Prioritize Your Time and Schedules
Here’s a hard pill to swallow: if you’re not prioritizing each other equally, your long-distance relationship will probably struggle. If the relationship is important, you have to make the time. No one wants to be putting in all their effort and not getting the same in return. Have the boring conversations and make a plan. What do both of your schedules look like and when are you going to slot in time for one another while apart? It might not be the sexiest or most romantic way to kick off your LDR, but by planning ahead you’re setting yourself up for success.
Once you’ve done the planning, don’t forget to follow through.
Only Make Sacrifices You’re Comfortable With
Let’s talk about boundaries baby. It’s no secret that you’ll both have to make some sacrifices as a result of being in a long-distance relationship – it comes with the territory. What you don’t want though, is to sacrifice more than you intended and end up resenting the relationship later on. Know your boundaries, and talk about them.
Apart, you still have your lives to live. Giving each other the space to thrive apart is just as important as prioritizing your time to thrive together. If you’re not going to be that person who’s tied to their phone, that’s okay!

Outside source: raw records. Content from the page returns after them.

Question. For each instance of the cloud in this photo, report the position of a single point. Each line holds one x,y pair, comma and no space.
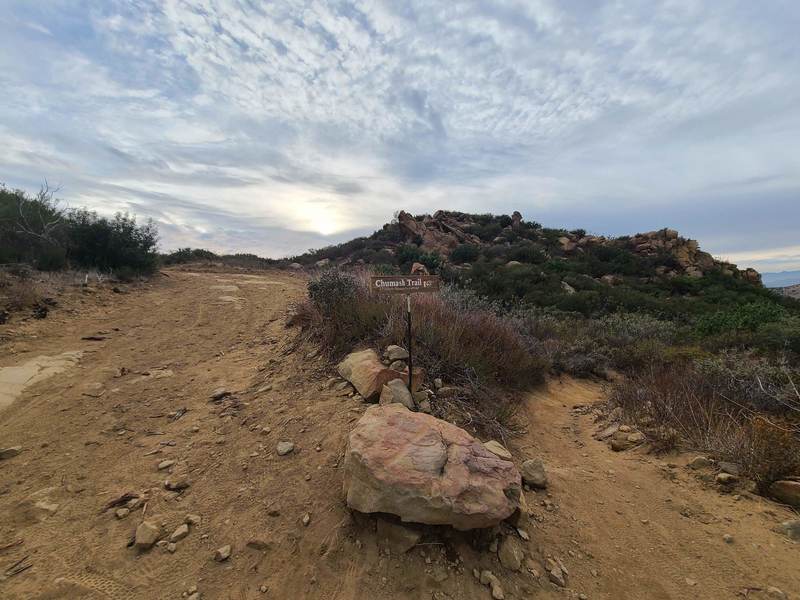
290,124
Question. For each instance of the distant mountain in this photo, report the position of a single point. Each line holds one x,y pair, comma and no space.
782,279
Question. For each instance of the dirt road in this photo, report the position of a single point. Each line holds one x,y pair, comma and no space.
116,407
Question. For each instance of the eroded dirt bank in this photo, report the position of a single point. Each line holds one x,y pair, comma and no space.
626,525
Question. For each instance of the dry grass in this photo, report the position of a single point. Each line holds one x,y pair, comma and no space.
706,412
476,350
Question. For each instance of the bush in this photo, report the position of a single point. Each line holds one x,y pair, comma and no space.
111,244
738,412
37,231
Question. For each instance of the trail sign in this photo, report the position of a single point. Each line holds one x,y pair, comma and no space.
405,284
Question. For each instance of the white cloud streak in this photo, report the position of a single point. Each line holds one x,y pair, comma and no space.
262,126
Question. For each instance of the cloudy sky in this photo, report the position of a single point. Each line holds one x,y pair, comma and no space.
273,127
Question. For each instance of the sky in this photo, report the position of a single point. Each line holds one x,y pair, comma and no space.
275,127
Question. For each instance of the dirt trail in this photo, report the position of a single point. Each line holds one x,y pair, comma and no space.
627,526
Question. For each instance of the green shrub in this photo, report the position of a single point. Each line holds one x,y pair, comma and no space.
111,244
465,253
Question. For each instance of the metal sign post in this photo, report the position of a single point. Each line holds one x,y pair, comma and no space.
405,284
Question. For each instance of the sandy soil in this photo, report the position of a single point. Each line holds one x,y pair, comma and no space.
626,525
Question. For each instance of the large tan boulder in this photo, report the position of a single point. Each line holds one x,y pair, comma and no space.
367,373
426,470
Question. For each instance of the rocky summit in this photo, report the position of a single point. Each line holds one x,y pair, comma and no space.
426,470
444,231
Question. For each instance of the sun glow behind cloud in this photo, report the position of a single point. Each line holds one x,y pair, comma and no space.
287,125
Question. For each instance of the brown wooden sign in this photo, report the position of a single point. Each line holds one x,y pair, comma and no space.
404,284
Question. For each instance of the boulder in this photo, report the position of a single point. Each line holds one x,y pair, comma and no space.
396,391
367,373
787,492
426,470
533,473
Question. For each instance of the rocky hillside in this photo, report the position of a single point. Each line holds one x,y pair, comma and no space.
445,231
454,239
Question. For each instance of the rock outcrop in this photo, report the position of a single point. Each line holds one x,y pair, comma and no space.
445,230
367,373
426,470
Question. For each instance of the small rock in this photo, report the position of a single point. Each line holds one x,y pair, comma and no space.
396,391
394,352
488,578
147,534
729,467
774,592
726,479
636,437
11,452
285,448
556,572
222,553
699,462
181,532
511,554
219,393
786,491
177,484
497,448
790,529
533,473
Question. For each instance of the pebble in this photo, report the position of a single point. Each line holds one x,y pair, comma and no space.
181,532
177,484
11,452
285,448
222,553
147,534
726,478
219,394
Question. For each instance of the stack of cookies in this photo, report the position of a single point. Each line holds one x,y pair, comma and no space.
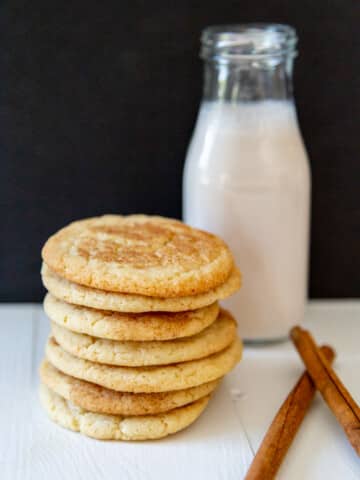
138,342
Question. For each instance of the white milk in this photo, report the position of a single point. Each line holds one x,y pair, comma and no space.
247,179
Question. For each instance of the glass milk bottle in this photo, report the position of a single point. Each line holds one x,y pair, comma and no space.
246,175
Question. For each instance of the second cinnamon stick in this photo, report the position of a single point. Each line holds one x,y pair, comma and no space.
329,385
284,427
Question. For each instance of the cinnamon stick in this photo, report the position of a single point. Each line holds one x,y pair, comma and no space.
329,385
283,429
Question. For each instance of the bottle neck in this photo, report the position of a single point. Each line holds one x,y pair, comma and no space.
247,81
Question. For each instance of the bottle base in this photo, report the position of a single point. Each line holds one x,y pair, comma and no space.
259,342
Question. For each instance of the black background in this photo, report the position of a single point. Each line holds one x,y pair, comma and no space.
98,101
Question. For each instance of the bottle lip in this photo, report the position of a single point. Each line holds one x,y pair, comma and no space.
248,41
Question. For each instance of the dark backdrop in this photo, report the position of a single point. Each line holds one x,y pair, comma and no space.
98,101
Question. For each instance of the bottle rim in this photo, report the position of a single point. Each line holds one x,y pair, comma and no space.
248,41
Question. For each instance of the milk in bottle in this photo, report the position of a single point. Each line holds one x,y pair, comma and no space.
246,175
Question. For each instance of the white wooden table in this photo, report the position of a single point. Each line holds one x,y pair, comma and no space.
219,446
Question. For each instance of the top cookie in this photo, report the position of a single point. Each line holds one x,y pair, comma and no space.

Just make sure you’re both on the same page and understand each other’s expectations.
Know Your End Game
One of my closest friends started her current relationship long-distance, and from second-hand experience, I know how tough it was for her sometimes. Constant travel and short-lived weekends together are not always easy, but they were committed and they had an end game to work toward. You probably don’t want your LDR to last forever (the distance part, that is), so go ahead and dream up your ideal end game – then slowly make progress toward it.
Again, make sure you’re both on the same page about what this end game will look like, but once you are it can make it so much easier to get through the tougher times. Not to sound dramatic, but it’s a light at the end of the tunnel moment. Knowing where you’re going to end up makes all the in-between feel worth it.
Trust Each Other
Trust is important in all relationships, but long-distance ones require that little extra leap of faith. You won’t always know what your SO is up to. When they’re far away on top of it all, it can sometimes be tough to fight off the spiral. Don’t go making up scenarios in your head. Trust has got to be your best friend.
At the end of the day, if you don’t trust each other what’s the point really? If you’re both committed to each other, there’s nothing to worry about! Keep the lines of communication open and know that whatever is meant to happen probably will. Yes, I had to end on a philosophical note.
No, long-distance relationships aren’t for everyone… but they absolutely can be for you! Don’t rule anything out right away, know yourself, and put that work in honey.